Daniel walked me through every section of the operation. Log intake, where raw timber arrived from plots the Callahans had owned for generations. Primary processing, where massive saws reduced logs to rough lumber. Drying kilns that pulled moisture from the wood over days or weeks. Finishing stations where boards were planed and graded and sorted for sale.

He knew every worker by name. Asked about families, remembered details I wouldn't have expected an employer to track. Jake's daughter had just started kindergarten. Marcus was training for a marathon. Elena had finally finished her nursing degree and was starting at the clinic next month.

“How do you keep track of all that?” I asked as we climbed the stairs to the office.

“They're my people.” Daniel said it simply, like it was obvious. “Taking care of them is part of the job.”

“The Alpha job or the mill owner job?”

“Both.” He opened the office door, gestured me inside. “They're not as separate as you'd think.”

The office was exactly what I'd expected and nothing like it. Filing cabinets lined the walls, overflowing with papers that had clearly been stuffed rather than organized. A desk sat by the window, buried under ledgers and loose invoices and a laptop that looked like it had been abandoned mid-spreadsheet.Sawdust covered everything in a fine layer, giving the whole space a sense of gentle neglect.

“It's a disaster,” Daniel said, following my gaze. “I know. Our last accountant was either incompetent or stealing from us, possibly both. I've been doing the books myself for three months, which means they're probably worse now than when I started.”

“Probably?”

“Definitely.” He almost smiled. “Numbers aren't my strong suit.”

I walked to the desk, picked up one of the ledgers, flipped through pages of entries that ranged from meticulous to barely legible. “You write like you're angry at the paper.”

“It keeps fighting back.”

An actual laugh surprised out of me. Daniel's eyes crinkled at the corners, and for a moment the weight he carried seemed lighter.

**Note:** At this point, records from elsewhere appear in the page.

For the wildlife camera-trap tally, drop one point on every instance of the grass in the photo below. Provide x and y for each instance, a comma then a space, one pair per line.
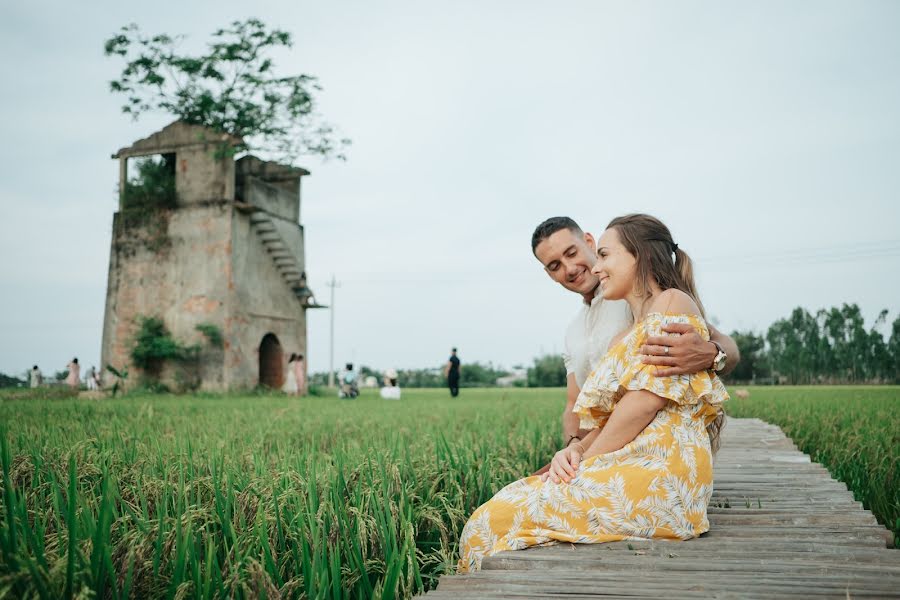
252, 496
854, 431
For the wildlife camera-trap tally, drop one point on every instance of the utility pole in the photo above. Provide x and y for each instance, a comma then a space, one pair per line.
332, 284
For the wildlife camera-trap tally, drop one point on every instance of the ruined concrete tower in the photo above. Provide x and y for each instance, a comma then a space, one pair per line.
221, 247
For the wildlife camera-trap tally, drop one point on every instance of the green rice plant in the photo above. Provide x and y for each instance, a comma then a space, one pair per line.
854, 431
244, 496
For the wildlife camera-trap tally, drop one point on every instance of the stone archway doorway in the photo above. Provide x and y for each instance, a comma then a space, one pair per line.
270, 362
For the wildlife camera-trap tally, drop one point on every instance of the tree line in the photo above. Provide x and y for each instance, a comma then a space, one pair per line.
831, 346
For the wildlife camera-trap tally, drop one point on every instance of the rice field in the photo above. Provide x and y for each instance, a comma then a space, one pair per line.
266, 496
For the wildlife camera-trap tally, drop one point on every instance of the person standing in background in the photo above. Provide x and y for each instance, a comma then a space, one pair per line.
73, 380
451, 372
37, 377
91, 379
300, 374
290, 381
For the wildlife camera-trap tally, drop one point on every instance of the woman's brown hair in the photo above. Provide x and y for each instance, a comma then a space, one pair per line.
650, 242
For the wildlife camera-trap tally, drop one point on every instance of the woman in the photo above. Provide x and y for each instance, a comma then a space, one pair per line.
73, 379
290, 382
300, 375
645, 470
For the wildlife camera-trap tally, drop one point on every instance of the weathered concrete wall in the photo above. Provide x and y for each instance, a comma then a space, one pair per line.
200, 177
214, 267
271, 198
262, 303
186, 283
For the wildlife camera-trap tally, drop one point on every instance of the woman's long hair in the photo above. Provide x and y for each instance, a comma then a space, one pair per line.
650, 242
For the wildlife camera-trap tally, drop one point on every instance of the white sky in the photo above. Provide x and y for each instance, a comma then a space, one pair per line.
765, 134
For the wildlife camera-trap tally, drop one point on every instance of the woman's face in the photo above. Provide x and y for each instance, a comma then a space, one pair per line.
615, 266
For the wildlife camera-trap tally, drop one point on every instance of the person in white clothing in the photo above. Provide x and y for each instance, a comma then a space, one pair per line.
568, 254
390, 391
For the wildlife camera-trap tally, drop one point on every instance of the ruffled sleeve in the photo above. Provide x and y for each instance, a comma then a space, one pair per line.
621, 370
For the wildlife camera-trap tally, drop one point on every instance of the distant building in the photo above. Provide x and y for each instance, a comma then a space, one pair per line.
228, 253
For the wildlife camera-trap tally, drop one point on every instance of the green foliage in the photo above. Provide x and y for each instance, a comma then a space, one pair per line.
548, 371
212, 333
121, 378
257, 496
472, 375
232, 88
153, 187
10, 381
153, 345
854, 432
753, 363
478, 375
233, 496
45, 392
832, 346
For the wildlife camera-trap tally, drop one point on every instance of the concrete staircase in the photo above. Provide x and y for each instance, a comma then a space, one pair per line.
284, 258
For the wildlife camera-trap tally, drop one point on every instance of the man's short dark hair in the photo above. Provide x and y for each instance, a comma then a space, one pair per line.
551, 226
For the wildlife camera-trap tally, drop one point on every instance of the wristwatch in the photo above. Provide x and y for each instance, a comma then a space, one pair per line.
720, 359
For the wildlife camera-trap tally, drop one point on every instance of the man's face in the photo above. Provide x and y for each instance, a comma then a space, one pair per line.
568, 258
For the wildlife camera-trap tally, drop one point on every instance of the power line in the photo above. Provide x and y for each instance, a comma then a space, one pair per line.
776, 258
331, 284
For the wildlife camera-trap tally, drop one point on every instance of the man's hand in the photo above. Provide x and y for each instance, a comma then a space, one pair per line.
687, 353
564, 465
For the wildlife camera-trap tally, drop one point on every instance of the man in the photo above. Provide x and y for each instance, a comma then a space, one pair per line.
451, 372
37, 378
568, 254
349, 388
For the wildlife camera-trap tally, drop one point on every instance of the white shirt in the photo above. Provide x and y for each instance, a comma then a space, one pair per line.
589, 334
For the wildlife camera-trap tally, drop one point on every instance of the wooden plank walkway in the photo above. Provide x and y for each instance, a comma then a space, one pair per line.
780, 527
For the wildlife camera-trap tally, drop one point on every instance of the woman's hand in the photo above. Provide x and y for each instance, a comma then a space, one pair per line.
564, 464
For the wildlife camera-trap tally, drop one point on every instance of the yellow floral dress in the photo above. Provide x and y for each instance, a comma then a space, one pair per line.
656, 486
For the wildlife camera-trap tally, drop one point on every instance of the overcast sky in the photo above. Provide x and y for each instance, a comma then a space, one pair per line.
765, 134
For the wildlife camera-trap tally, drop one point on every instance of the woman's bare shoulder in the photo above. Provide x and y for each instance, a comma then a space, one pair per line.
675, 301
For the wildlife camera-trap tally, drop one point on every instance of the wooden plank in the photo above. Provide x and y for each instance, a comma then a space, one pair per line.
780, 527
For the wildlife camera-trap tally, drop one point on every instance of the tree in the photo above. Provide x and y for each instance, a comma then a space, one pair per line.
894, 349
753, 357
548, 371
231, 88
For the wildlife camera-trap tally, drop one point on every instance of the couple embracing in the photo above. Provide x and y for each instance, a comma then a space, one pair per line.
644, 402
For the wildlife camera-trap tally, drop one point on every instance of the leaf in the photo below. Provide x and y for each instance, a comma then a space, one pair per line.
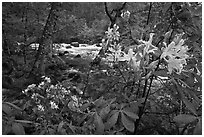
198, 128
128, 124
104, 112
166, 7
190, 106
99, 102
184, 119
6, 109
168, 34
99, 124
161, 73
130, 114
111, 121
18, 129
59, 128
85, 106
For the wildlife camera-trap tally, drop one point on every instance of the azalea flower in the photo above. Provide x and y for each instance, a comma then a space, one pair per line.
41, 107
134, 62
149, 48
53, 105
175, 54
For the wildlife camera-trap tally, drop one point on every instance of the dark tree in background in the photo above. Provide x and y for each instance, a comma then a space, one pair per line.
107, 68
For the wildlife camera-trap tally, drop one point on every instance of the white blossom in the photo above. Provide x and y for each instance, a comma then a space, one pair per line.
41, 108
53, 105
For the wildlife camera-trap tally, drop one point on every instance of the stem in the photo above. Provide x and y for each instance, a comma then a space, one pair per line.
150, 6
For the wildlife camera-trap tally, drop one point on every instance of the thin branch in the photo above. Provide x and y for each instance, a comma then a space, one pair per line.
106, 10
150, 7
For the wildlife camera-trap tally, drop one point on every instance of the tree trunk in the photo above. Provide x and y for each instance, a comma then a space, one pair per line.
45, 42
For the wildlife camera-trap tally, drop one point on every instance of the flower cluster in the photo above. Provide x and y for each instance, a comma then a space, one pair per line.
175, 54
125, 15
46, 92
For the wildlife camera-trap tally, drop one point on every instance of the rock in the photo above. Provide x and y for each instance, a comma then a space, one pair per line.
68, 47
75, 44
77, 56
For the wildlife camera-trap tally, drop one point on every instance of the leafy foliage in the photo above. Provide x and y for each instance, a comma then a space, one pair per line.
146, 78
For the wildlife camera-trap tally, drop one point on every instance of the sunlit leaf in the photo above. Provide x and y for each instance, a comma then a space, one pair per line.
104, 111
184, 119
111, 121
189, 105
130, 114
99, 124
198, 128
18, 129
6, 108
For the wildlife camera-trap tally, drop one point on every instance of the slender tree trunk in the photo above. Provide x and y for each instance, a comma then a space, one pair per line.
46, 40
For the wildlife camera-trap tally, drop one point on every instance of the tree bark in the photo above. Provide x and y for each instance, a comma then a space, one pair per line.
45, 42
118, 11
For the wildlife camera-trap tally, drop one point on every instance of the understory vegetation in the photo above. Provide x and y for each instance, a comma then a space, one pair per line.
145, 79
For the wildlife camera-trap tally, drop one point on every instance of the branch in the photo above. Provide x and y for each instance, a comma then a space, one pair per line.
106, 10
150, 6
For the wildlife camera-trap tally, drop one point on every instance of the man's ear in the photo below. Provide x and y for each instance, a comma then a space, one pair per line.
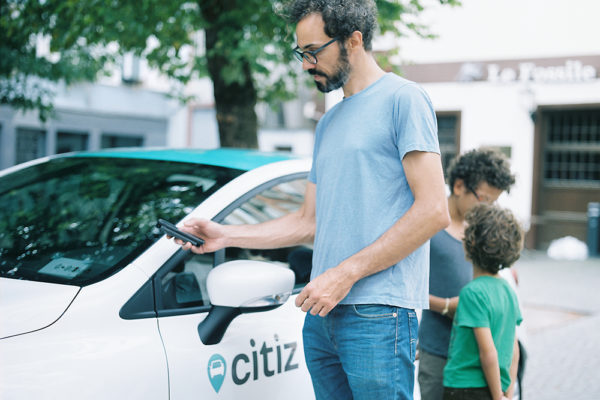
354, 41
459, 187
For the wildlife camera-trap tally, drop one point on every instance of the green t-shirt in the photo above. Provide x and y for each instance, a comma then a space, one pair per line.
485, 302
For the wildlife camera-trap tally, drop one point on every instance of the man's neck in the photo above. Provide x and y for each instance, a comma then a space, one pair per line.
365, 72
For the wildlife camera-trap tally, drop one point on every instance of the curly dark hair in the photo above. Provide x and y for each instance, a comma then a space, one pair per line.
341, 17
493, 238
481, 165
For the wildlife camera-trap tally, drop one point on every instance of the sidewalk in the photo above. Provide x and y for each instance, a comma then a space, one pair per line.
561, 308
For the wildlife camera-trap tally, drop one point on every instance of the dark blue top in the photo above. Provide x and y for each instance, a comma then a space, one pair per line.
449, 273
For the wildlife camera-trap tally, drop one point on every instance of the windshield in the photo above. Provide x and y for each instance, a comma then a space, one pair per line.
79, 220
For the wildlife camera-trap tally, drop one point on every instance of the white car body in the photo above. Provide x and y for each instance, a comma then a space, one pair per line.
63, 341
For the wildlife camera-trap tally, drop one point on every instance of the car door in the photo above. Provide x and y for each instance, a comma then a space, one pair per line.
261, 354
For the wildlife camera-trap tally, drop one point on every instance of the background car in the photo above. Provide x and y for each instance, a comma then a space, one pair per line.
95, 302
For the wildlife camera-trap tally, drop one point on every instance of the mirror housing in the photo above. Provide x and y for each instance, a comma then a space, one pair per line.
242, 286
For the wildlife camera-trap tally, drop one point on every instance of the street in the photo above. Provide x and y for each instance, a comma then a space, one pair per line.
561, 308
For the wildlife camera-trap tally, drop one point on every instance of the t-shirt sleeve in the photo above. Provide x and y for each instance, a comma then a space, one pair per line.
415, 121
472, 311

“Okay,” I said. “Let me take these home. Give me a few days to sort through everything, figure out what's actually wrong versus what's just disorganized. Then we can talk about whether this job makes sense.”

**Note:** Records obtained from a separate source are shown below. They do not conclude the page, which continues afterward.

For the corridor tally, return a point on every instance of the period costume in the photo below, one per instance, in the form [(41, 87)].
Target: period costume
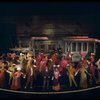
[(71, 73), (55, 78), (16, 81), (46, 78)]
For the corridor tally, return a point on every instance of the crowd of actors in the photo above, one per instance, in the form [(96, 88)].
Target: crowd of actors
[(19, 71)]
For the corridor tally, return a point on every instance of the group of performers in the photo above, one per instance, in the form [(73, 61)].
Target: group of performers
[(20, 71)]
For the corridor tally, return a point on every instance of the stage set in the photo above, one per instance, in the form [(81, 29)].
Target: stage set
[(49, 55)]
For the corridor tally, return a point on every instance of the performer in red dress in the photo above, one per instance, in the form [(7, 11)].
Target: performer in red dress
[(16, 81), (55, 78)]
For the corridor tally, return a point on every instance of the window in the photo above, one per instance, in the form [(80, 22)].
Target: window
[(78, 46), (73, 47), (84, 46)]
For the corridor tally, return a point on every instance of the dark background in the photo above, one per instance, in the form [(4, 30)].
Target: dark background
[(10, 13)]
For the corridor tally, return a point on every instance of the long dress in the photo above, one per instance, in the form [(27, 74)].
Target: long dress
[(2, 77), (71, 72), (83, 78), (16, 84), (56, 83)]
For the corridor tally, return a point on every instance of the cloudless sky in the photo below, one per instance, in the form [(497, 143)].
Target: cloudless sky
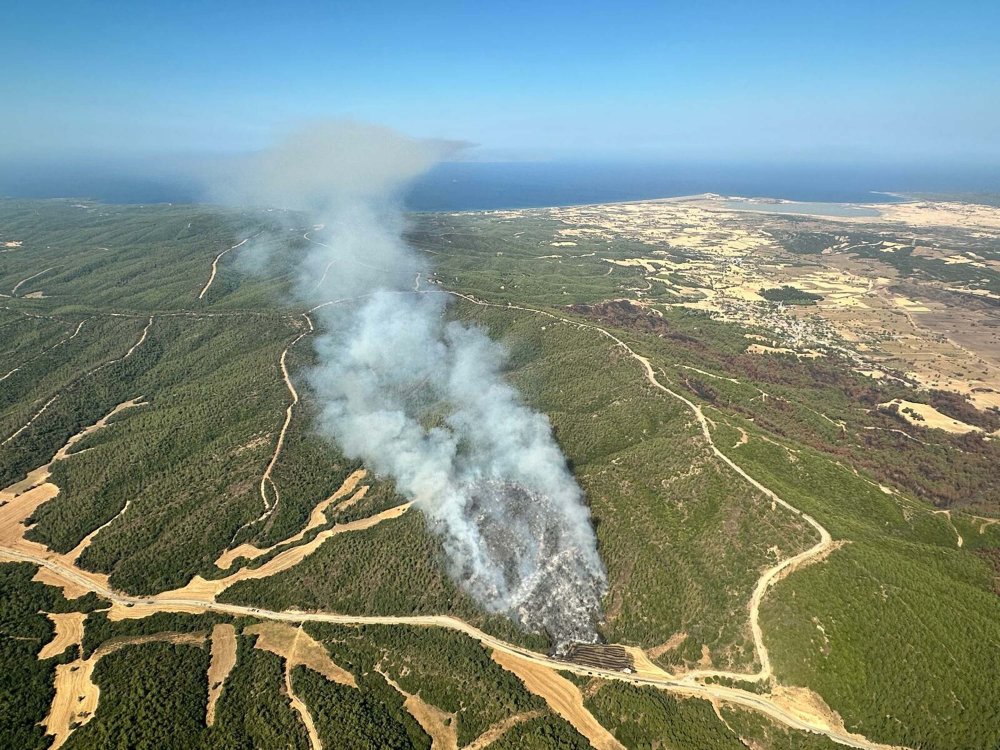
[(835, 80)]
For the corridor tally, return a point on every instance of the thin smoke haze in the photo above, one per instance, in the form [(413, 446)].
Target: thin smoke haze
[(422, 399)]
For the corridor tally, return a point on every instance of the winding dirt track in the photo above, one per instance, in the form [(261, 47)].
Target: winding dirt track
[(145, 606), (265, 479), (59, 568), (771, 575), (215, 267)]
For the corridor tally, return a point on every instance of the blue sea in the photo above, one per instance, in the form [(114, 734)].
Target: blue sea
[(471, 186)]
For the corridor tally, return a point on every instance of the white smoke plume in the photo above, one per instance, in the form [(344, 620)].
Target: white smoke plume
[(422, 399)]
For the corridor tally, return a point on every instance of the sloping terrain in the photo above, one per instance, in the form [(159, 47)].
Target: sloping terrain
[(775, 561)]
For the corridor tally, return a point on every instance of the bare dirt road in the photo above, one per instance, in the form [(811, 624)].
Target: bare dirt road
[(215, 267)]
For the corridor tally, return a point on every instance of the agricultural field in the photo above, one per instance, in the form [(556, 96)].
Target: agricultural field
[(786, 426)]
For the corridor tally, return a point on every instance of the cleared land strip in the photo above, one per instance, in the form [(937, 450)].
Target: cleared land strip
[(771, 575)]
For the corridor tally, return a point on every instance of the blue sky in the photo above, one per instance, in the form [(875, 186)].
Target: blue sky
[(840, 81)]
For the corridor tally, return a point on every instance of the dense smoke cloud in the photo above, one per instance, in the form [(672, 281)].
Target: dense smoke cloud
[(422, 399)]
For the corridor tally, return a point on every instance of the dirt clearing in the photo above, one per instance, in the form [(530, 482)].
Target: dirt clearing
[(223, 661), (69, 632), (562, 696), (297, 647)]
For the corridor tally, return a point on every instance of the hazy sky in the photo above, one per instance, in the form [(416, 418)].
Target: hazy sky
[(841, 80)]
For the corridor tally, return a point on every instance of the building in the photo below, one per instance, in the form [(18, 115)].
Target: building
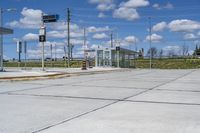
[(115, 57)]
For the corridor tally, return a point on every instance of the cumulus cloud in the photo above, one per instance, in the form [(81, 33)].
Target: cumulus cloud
[(172, 50), (166, 6), (100, 36), (126, 13), (30, 37), (159, 27), (190, 36), (135, 3), (105, 7), (131, 39), (100, 1), (101, 15), (93, 29), (184, 25), (31, 18), (57, 34), (154, 38)]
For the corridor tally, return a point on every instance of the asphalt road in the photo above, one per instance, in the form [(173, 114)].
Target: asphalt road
[(134, 101)]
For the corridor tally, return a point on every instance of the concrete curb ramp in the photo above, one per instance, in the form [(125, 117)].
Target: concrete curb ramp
[(53, 76)]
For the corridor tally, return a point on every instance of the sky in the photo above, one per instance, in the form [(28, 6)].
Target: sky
[(174, 24)]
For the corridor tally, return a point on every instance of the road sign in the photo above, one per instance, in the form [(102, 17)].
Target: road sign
[(42, 38), (117, 48), (5, 31), (19, 46), (50, 18)]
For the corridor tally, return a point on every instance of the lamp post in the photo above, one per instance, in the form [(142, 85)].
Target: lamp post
[(150, 41), (1, 36)]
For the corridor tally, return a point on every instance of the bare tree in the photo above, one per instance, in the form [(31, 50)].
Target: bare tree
[(153, 51), (185, 49), (160, 53)]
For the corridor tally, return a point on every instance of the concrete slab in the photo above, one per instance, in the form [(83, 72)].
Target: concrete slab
[(83, 92), (126, 117), (14, 86), (181, 86), (20, 114), (169, 97), (97, 103), (125, 83)]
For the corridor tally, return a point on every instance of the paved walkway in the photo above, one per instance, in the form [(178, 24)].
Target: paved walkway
[(13, 74), (134, 101)]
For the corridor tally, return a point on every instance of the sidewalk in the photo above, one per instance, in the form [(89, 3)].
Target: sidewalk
[(15, 74)]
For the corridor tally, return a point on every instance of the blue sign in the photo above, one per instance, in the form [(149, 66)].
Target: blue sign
[(50, 18)]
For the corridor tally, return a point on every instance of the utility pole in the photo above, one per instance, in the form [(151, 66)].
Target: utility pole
[(84, 44), (68, 39), (55, 56), (1, 40), (51, 55), (72, 46), (1, 36), (65, 57), (150, 61), (111, 39), (25, 52)]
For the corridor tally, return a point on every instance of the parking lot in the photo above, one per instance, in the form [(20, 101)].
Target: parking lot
[(129, 101)]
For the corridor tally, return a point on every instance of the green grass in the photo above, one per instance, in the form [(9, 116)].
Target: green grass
[(138, 63), (169, 63), (74, 64)]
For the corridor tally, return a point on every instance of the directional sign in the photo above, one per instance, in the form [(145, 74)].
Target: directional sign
[(42, 38), (5, 31), (117, 48), (50, 18)]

“Take whatever you need.” Daniel gestured at the filing cabinets. “I'll get you boxes.”

We spent the next two hours going through records, pulling files, sorting through three years of financial chaos. Daniel stayed close, answering questions when I had them, explaining the mill's operations in more detail when something in the numbers didn't make sense.

His arm brushed mine when we both reached for the same folder.

Electricity. That's what it felt like. A spark that shot from the point of contact straight through my chest, made something twist low in my stomach.

I pulled back. Too fast. Obvious.

Daniel didn't say anything. Just handed me the folder with an expression I couldn't quite read.

“Sorry,” I muttered. “Still getting my bearings.”